In a house haunted with memories, gangster and father Ulysses Pick (Jason Patric) arrives home after a long absence, towing the body of a teenaged girl and a bound and gagged young man. His gang waits inside his house, having shot their way past police. There is friction in the ranks. Ulysses, however, is focused on one thing: journeying through the house, room by room, and reaching his wife Hyacinth (Isabella Rossellini) in her bedroom upstairs. The equilibrium of the house has been disturbed, and his odyssey eventually becomes an emotional tour, as the ghostly nooks and crannies of the house reveal more about the mysterious Pick family.

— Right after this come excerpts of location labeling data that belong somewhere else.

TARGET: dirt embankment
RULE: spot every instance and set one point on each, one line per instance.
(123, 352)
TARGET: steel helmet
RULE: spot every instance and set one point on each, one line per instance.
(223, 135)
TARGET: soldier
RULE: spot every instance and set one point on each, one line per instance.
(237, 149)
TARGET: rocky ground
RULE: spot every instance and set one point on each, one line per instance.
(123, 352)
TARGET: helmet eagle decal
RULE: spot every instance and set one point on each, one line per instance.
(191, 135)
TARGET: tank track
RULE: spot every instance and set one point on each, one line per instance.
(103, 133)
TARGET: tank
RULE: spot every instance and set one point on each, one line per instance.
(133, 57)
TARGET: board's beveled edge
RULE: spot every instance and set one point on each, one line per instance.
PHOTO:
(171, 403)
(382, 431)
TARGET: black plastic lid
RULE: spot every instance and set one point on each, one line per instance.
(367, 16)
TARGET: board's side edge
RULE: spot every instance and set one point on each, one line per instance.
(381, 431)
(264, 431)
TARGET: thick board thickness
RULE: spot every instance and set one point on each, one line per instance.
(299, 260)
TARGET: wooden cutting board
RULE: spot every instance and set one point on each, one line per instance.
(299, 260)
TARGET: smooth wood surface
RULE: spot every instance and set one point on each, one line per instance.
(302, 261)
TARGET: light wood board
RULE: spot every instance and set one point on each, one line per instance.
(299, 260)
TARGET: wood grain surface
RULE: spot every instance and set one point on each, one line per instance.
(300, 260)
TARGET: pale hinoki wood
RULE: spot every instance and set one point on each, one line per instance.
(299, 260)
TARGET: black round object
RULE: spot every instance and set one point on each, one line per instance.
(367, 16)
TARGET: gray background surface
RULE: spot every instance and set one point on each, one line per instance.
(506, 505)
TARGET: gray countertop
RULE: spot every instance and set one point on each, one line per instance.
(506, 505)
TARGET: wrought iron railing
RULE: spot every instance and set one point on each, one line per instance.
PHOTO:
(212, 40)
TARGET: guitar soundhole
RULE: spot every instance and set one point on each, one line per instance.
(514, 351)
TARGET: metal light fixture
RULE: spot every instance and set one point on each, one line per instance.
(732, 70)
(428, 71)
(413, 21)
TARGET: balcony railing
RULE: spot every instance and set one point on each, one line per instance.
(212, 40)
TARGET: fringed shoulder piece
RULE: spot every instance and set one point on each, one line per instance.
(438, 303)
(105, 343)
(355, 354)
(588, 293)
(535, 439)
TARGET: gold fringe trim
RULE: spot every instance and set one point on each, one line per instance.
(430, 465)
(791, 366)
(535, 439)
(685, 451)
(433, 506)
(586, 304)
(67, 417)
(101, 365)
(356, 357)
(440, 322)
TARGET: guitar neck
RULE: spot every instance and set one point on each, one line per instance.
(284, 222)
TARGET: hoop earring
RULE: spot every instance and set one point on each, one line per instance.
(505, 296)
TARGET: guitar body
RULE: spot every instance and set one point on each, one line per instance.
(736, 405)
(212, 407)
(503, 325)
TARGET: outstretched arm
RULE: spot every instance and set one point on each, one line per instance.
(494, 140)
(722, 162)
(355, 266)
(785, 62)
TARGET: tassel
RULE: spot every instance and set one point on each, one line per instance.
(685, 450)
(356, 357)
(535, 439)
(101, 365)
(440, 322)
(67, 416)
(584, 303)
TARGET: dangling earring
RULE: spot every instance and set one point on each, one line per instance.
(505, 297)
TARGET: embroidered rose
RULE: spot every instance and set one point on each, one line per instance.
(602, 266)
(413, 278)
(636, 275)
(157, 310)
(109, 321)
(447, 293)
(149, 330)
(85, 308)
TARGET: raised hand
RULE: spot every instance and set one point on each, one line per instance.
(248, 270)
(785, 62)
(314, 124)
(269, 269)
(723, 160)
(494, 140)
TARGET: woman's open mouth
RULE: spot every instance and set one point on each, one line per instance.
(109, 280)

"'I feel charged!" says the man in the electric chair. A great Guy Maddin film will do that to you - and make no mistake, this is one of his great ones. Maddin's mad melange of melodramatic ghosts and meddlesome mobsters frames a memory tour like none other, exploding two genres with one powerful pop. Jason Patric is homeriffic as Ulysses, a charismatic gangster whose violent personal odyssey returns him to his haunted home, therein to confront the restless spirits and animated bodies who haunt him." -- The Toronto Star
"3 1/2 Stars. Surreal, sensational and weird, the film is pure maddeningly, magic Maddin. Winnipeg's Guy Maddin remains the most innovative, maddeningly, magic Maddin. Winnipeg's Guy Maddin remains the most innovative, high-risk gambler in Canadian cinema." -- Toronto Sun
"At times as creepy as THE SHINING." -- Gavin Smith, Film Comment
"3 Stars." -- The Globe and Mail
"Everything you could possibly want from a Guy Maddin endeavour is intact, and when it peaks, KEYHOLE is a wildly unique and enthralling as his best work." -- Exclain.Ca
"3 Skulls" -- Fangoria
"There's certainly an aesthetic consistency to Maddin's surreal universe, which as always is a seductive place in which to get lost." -- The Hollywood Reporter
Keyhole is a domestic Odyssey across carpets and floor tiles instead of across the sea. Here, in the old family home, the film can poetically study the emotionally complex importance of the house, everyone's house, and all the memories that haunt every nook and cranny of our childhood domiciles. The film is as much an autobiography of a house as anything else.
Ultimately, by embedding the entire drama in the house to which all my fictional family's memories are welded, I hope to divine the nature of the love we all have for our homes, and the love produced by our homes. These studies of the poetics of domestic space are contemplative themes, but the galloping narrative drive of the Odyssey enables me to employ a propulsive story. The gangsters-in-a-haunted-house genre, an admittedly rare, but not un-useful film niche -- the Bowery Boys' "Spooks Run Wild" comes to mind as an unlikely B-movie inspiration, one used by poet John Ashberry in his most recent collection of work -- has emerged as a most latently powerful device for transforming this meditative story into a most compellingly, hauntingly and universally true tale of domestic love and familial memory.